2. If $Y$ is a $p\times q$ rectangular matrix, then $J_p(\lambda)Y=YJ_q(\lambda)$ if and only if $Y$ has the following form, where $T$ denotes any $\min(p,q)\times\min(p,q)$ upper triangular Toeplitz matrix: $$ \begin{cases} Y=T & \text{if } p=q>1,\\ Y=\pmatrix{T\\ 0} & \text{if } p>q>1,\\ Y=\pmatrix{0, T} & \text{if } 1<p<q,\\ \text{the first entry of } Y \text{ is zero} & \text{if } p>q=1,\\ \text{the last entry of } Y \text{ is zero} & \text{if } p=1<q,\\ Y \text{ is any scalar } & \text{if } p=q=1. \end{cases} $$

It follows that if $A$ is decomposed into a direct sum of Jordan blocks $A = \bigoplus_{i=1}^m J_{p_i}(\lambda_i)$, the nullity of $f$ is given by $\sum_{i=1}^m\sum_{j=1}^m r(i,j)$, where $$ r(i,j)= \begin{cases} 0 & \text{if } \lambda_i\ne \lambda_j,\\ \min(p_i,p_j) & \text{if } \lambda_i=\lambda_j \text{ and } \min(p_i,p_j)>1,\\ \max(p_i,p_j)-1 & \text{if } \lambda_i=\lambda_j \text{ and } \max(p_i,p_j)>\min(p_i,p_j)=1,\\ 1 & \text{if } \lambda_i=\lambda_j \text{ and } p=q=1 \end{cases} $$ and $\operatorname{rank}(f)=n^2-\sum_{i=1}^m\sum_{j=1}^m r(i,j)$. In the special case where $A$ is diagonalisable (so that $m=n$ and $p_i=1$ for all $i$), this reduces to $\operatorname{rank}(f)=n^2-\sum_{i=1}^n\sum_{j=1}^n 1_{\lambda_i=\lambda_j}=\sum_{i=1}^n\sum_{j=1}^n 1_{\lambda_i\ne\lambda_j}$.

Answer 2

The equation is a special form of a Sylvester equation. Using vectorization operation, the equation $$ AX-XA=0 $$ is equivalent to $$ (I\otimes A - A^T\otimes I)vec(X)=0. $$ Denote the eigenvalues of $A\in \mathbb C^{n,n}$ by $\lambda_1\dots \lambda_n$. Then the matrix $I\otimes A - A^T\otimes I$ has eigenvalues $\lambda_{ij} = \lambda_i - \lambda_j$, $i,j=1\dots n$.

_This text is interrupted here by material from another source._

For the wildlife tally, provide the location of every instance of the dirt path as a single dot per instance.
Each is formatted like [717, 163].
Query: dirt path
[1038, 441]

Thus, the dimension of the null space of $f$ depends on the spectrum of $A$. The dimension of the null space is at least $n$, which appears if the eigenvalues of $A$ are distinct. On the other extreme, the dimension of the null space is $n^2$ if $A$ is a multiple of the identity.

Answer 3

I just read this file; here the Kronecker product is useless. Indeed $rank(f)=n^2-dim(C(A))$ where $C(A)$ is the commutant of $A$. According to the Jordan decomposition theory, it suffices to obtain $dim(C(A))$ when $A$ is nilpotent. Thus, let $n_0=0,n_k= dim(ker(A^k))$. It is well-known that $dim(C(A))=\sum_{k\geq 0}(n_{k+1}-n_k)^2$. In particular, $dim(C(A))$ is a sum of squares ${m_k}^2$ s.t. $\sum_km_k=n$. Conversely, if we give such a sequence, then there is an associated matrix $A$.

$rank(f)$ has a geometric sense: let $V$ be the algebraic variety of matrices that are similar to $A$; then the elements of $V$ depend on $rank(f)$ free parameters.